Das Merkzeichen H wird gemäß § 33b EStG Personen zuerkannt, die aufgrund von Gesundheitsstörungen dauerhaft auf fremde Hilfe für regelmäßig wiederkehrende Verrichtungen des täglichen Lebens angewiesen sind. Dazu gehören beispielsweise An- und Auskleiden, Körperpflege, Nahrungsaufnahme und das Verrichten der Notdurft.

Die Hilfsbedürftigkeit muss einen erheblichen Umfang erreichen, was in der Regel bei einem täglichen Hilfebedarf von mindestens zwei Stunden der Fall ist. Im vorliegenden Fall stellte die Gutachterin fest, dass der Kläger in vielen Bereichen des täglichen Lebens Hilfe benötigt und eine erhebliche Einschränkung seiner Alltagskompetenz vorliegt.

Das Gericht folgte dieser Einschätzung und entschied, dass die Voraussetzungen für die Zuerkennung des Merkzeichens H weiterhin gegeben sind.

Formale Fehler der Behörde bei der Aufhebung

Das Gericht hob hervor, dass die Entscheidung der Behörde, das Merkzeichen H zu entziehen, auf formalen Fehlern beruhte. Insbesondere wurde der Gesundheitszustand des Klägers nicht ausreichend untersucht, bevor die Entscheidung getroffen wurde.

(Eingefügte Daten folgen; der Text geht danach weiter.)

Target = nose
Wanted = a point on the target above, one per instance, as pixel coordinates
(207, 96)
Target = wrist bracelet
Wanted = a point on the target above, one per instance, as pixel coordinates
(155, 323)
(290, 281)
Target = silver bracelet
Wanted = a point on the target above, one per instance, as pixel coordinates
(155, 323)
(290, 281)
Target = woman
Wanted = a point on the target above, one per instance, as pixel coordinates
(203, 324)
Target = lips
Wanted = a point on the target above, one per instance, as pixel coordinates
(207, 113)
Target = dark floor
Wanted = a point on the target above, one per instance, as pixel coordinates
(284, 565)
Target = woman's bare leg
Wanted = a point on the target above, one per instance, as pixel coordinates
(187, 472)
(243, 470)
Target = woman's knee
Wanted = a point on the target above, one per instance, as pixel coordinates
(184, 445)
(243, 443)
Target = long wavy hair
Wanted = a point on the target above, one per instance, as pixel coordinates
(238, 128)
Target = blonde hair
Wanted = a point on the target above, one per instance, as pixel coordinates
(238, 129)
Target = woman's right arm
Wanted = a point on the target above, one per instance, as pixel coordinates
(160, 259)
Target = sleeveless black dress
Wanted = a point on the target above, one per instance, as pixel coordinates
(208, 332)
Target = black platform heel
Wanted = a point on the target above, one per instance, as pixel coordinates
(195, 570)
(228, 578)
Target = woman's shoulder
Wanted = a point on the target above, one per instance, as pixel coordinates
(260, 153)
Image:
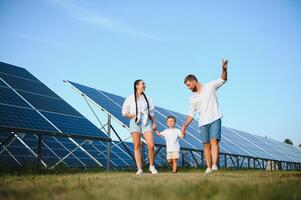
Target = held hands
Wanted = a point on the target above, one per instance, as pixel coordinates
(154, 126)
(183, 130)
(225, 64)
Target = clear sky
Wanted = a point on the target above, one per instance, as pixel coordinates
(109, 44)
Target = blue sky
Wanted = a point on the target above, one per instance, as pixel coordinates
(109, 44)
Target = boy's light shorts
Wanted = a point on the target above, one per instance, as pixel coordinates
(138, 127)
(173, 155)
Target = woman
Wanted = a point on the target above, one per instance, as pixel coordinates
(140, 110)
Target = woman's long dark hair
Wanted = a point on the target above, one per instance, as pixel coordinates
(135, 93)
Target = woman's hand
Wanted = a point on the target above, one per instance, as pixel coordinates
(154, 126)
(131, 116)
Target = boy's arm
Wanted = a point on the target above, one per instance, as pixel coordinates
(185, 125)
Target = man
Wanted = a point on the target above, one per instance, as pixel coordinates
(204, 102)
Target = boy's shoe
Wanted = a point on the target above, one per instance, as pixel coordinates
(139, 172)
(208, 171)
(214, 168)
(153, 170)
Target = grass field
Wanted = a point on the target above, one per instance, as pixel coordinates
(190, 184)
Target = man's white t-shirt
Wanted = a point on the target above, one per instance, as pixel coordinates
(171, 136)
(206, 104)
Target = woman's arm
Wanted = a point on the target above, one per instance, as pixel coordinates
(154, 126)
(130, 116)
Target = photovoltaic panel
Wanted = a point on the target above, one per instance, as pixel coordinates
(20, 118)
(22, 90)
(233, 141)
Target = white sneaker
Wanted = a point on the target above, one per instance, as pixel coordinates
(214, 168)
(153, 170)
(208, 171)
(139, 172)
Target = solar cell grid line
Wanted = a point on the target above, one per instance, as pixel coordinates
(249, 147)
(44, 144)
(272, 149)
(103, 153)
(245, 150)
(68, 150)
(9, 153)
(93, 93)
(19, 85)
(258, 143)
(287, 149)
(269, 143)
(254, 144)
(105, 104)
(40, 96)
(43, 163)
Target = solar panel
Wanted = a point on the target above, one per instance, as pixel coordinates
(233, 141)
(23, 95)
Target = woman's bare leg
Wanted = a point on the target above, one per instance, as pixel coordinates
(149, 138)
(137, 144)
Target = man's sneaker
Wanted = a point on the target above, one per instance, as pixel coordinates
(153, 170)
(208, 171)
(139, 172)
(214, 168)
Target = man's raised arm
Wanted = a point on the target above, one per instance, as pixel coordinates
(224, 68)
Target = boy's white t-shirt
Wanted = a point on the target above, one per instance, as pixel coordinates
(171, 136)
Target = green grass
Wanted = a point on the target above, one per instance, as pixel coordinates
(189, 184)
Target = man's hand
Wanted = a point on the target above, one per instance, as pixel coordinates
(224, 71)
(183, 130)
(225, 64)
(154, 126)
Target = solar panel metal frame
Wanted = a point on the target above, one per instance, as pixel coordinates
(225, 153)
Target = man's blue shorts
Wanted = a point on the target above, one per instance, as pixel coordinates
(211, 131)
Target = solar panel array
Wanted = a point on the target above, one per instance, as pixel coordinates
(27, 104)
(233, 141)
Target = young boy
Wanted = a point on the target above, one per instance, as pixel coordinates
(171, 135)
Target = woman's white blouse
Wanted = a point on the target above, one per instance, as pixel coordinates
(130, 107)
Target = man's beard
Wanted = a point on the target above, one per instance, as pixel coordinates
(195, 89)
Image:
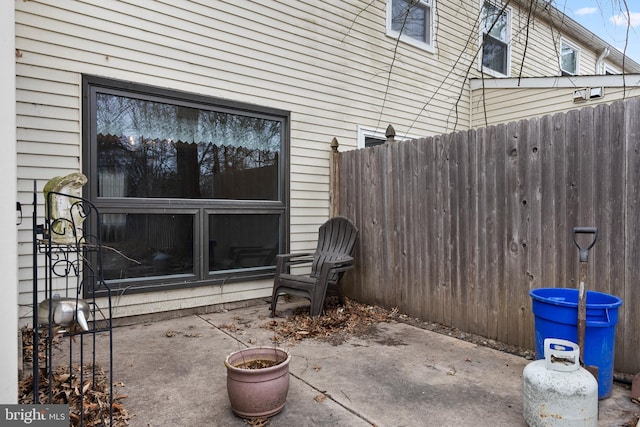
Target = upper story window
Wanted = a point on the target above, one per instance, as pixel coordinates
(495, 33)
(192, 190)
(569, 58)
(370, 137)
(411, 21)
(610, 69)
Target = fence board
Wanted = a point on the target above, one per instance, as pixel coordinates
(631, 315)
(458, 228)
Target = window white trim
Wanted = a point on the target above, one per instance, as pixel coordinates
(564, 43)
(610, 69)
(487, 70)
(429, 46)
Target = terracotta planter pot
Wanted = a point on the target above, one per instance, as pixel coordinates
(262, 392)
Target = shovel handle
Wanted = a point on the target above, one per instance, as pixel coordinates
(584, 250)
(582, 292)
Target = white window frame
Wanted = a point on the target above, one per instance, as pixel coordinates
(368, 132)
(487, 70)
(568, 44)
(428, 46)
(610, 69)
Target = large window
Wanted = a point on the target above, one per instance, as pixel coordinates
(495, 29)
(569, 58)
(192, 190)
(411, 21)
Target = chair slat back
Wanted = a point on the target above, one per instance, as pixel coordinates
(336, 238)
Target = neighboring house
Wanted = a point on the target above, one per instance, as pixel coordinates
(204, 127)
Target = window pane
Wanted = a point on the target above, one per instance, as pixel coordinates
(243, 241)
(494, 55)
(495, 24)
(150, 149)
(145, 245)
(411, 20)
(568, 59)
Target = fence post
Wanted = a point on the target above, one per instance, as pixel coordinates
(334, 178)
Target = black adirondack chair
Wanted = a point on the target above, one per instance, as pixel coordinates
(333, 256)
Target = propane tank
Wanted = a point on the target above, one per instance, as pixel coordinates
(557, 391)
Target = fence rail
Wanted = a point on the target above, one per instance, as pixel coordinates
(458, 228)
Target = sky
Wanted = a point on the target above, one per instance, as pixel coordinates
(608, 19)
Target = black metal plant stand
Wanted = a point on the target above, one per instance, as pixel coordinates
(72, 290)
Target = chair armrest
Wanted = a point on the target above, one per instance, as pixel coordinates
(341, 264)
(284, 261)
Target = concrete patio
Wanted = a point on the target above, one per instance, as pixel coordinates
(399, 375)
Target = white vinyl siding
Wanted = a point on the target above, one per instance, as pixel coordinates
(541, 96)
(329, 63)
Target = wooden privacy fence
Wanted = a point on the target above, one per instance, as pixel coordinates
(458, 228)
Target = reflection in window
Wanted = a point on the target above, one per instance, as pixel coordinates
(152, 149)
(495, 39)
(411, 20)
(144, 245)
(242, 241)
(568, 59)
(192, 190)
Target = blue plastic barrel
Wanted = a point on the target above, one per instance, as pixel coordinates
(556, 316)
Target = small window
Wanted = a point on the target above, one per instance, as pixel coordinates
(569, 59)
(495, 32)
(610, 69)
(411, 21)
(370, 137)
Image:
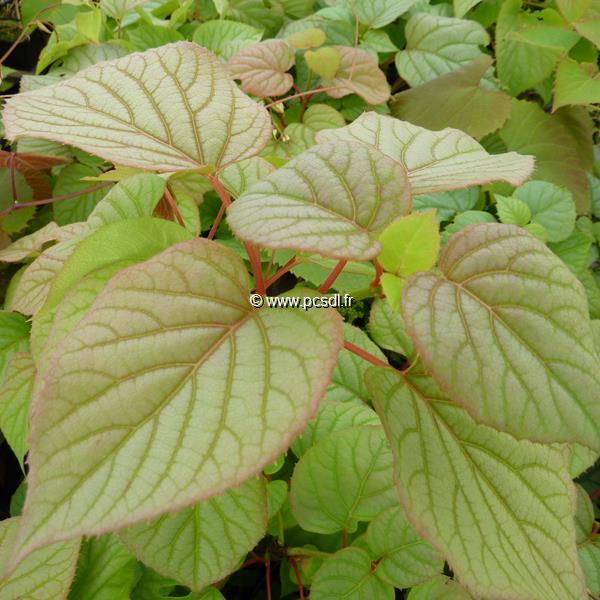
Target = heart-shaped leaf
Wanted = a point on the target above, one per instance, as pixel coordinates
(332, 199)
(162, 110)
(225, 389)
(504, 329)
(435, 160)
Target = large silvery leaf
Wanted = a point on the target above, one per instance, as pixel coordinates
(504, 329)
(170, 350)
(332, 199)
(45, 573)
(162, 109)
(435, 160)
(500, 510)
(206, 541)
(436, 45)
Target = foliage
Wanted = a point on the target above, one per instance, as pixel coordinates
(191, 194)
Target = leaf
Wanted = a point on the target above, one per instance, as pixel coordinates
(358, 73)
(105, 570)
(348, 574)
(225, 38)
(435, 160)
(262, 68)
(500, 510)
(387, 329)
(333, 416)
(436, 45)
(187, 318)
(502, 298)
(332, 200)
(133, 197)
(344, 478)
(15, 393)
(576, 84)
(455, 99)
(325, 62)
(377, 13)
(205, 542)
(116, 110)
(45, 573)
(512, 211)
(530, 130)
(551, 206)
(406, 559)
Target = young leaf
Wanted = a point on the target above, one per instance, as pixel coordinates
(45, 573)
(332, 200)
(500, 510)
(435, 160)
(205, 542)
(344, 478)
(157, 334)
(117, 110)
(406, 559)
(349, 574)
(262, 68)
(504, 299)
(436, 45)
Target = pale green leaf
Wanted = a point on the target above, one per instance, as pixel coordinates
(344, 478)
(436, 45)
(503, 299)
(551, 206)
(500, 510)
(105, 570)
(406, 559)
(15, 393)
(205, 542)
(332, 200)
(156, 334)
(348, 574)
(135, 196)
(116, 110)
(46, 573)
(436, 160)
(455, 99)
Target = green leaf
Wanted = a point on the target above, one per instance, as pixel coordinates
(344, 478)
(551, 206)
(133, 197)
(436, 160)
(178, 125)
(262, 68)
(15, 393)
(455, 99)
(105, 570)
(513, 211)
(386, 327)
(499, 509)
(436, 45)
(45, 573)
(205, 542)
(332, 200)
(225, 38)
(348, 574)
(333, 416)
(187, 321)
(406, 559)
(504, 299)
(576, 84)
(530, 130)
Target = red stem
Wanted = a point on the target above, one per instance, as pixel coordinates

Eine persönliche Untersuchung des Klägers durch den ärztlichen Dienst des Beklagten fand nicht statt. Stattdessen stützte sich die Behörde auf Pflegegutachten und ärztliche Stellungnahmen, die jedoch keine vollumfängliche Einschätzung des individuellen Hilfebedarfs des Klägers erlaubten.

Das Gericht wies darauf hin, dass die Beurteilung des Hilfebedarfs nicht allein auf Pflegegutachten basieren darf, sondern eine individuelle und umfassende Begutachtung erforderlich ist.

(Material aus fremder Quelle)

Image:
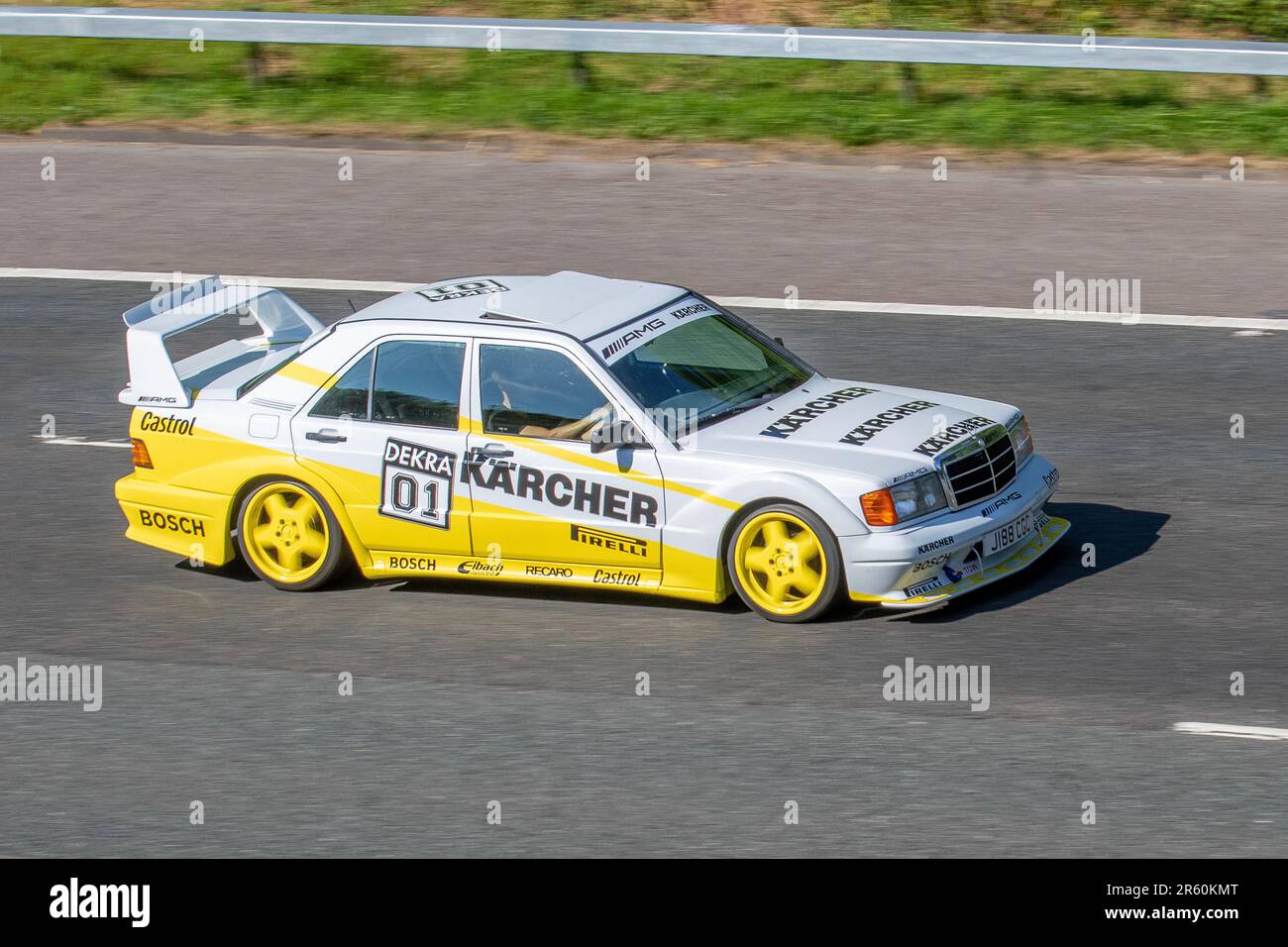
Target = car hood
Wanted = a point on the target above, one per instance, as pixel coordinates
(881, 432)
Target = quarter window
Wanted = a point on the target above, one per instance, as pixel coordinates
(417, 382)
(348, 397)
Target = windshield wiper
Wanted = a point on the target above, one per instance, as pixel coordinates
(738, 408)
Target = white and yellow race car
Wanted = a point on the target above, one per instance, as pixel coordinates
(571, 431)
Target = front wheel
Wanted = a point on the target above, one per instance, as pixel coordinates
(288, 536)
(785, 564)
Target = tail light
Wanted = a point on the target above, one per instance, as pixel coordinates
(140, 451)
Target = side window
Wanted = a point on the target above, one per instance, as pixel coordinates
(419, 382)
(537, 393)
(348, 397)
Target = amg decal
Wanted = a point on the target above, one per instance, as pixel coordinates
(1000, 502)
(953, 432)
(909, 475)
(612, 541)
(794, 420)
(416, 483)
(626, 338)
(166, 425)
(460, 290)
(563, 491)
(875, 425)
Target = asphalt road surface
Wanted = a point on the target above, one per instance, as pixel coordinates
(220, 689)
(1198, 243)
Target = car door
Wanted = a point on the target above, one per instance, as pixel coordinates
(389, 437)
(539, 492)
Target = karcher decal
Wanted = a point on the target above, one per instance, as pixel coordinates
(797, 419)
(872, 427)
(953, 432)
(561, 489)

Unzureichende Berücksichtigung des individuellen Bedarfs

Das Gericht kritisierte auch die unzureichende Berücksichtigung des individuellen Hilfebedarfs des Klägers durch die Behörde. Der Kläger leidet an einer erheblichen Diskrepanz zwischen seiner subjektiven Einschätzung seiner Fähigkeiten und der tatsächlichen Leistungsfähigkeit.

Diese Diskrepanz wurde von der Sachverständigen klar herausgearbeitet, und sie wies darauf hin, dass der Kläger in vielen Situationen des Alltags überfordert sei und dauerhafte Anleitung und Überwachung benötige. Der zeitliche Hilfebedarf wurde auf etwa zwei Stunden pro Tag geschätzt, wobei zusätzliche Faktoren, wie die geringe Alltagskompetenz des Klägers, die Bedeutung des Hilfebedarfs weiter erhöhen.

Gutachten der gerichtlichen Sachverständigen

Das neurologisch-psychiatrische Gutachten der gerichtlichen Sachverständigen war entscheidend für die gerichtliche Entscheidung. Die Sachverständige untersuchte den Kläger umfassend und dokumentierte den täglichen Hilfebedarf detailliert. Sie kam zu dem Ergebnis, dass der Bedarf an fremder Hilfe erheblich ist und der Kläger in zahlreichen Bereichen des täglichen Lebens auf Unterstützung angewiesen ist.

Das Gericht befand das Gutachten für vollständig und nachvollziehbar und konnte keinen Anlass erkennen, die darin enthaltenen Feststellungen zu bezweifeln. Das Gutachten stellte somit einen wesentlichen Gegenbeweis zu den Annahmen des Beklagten dar.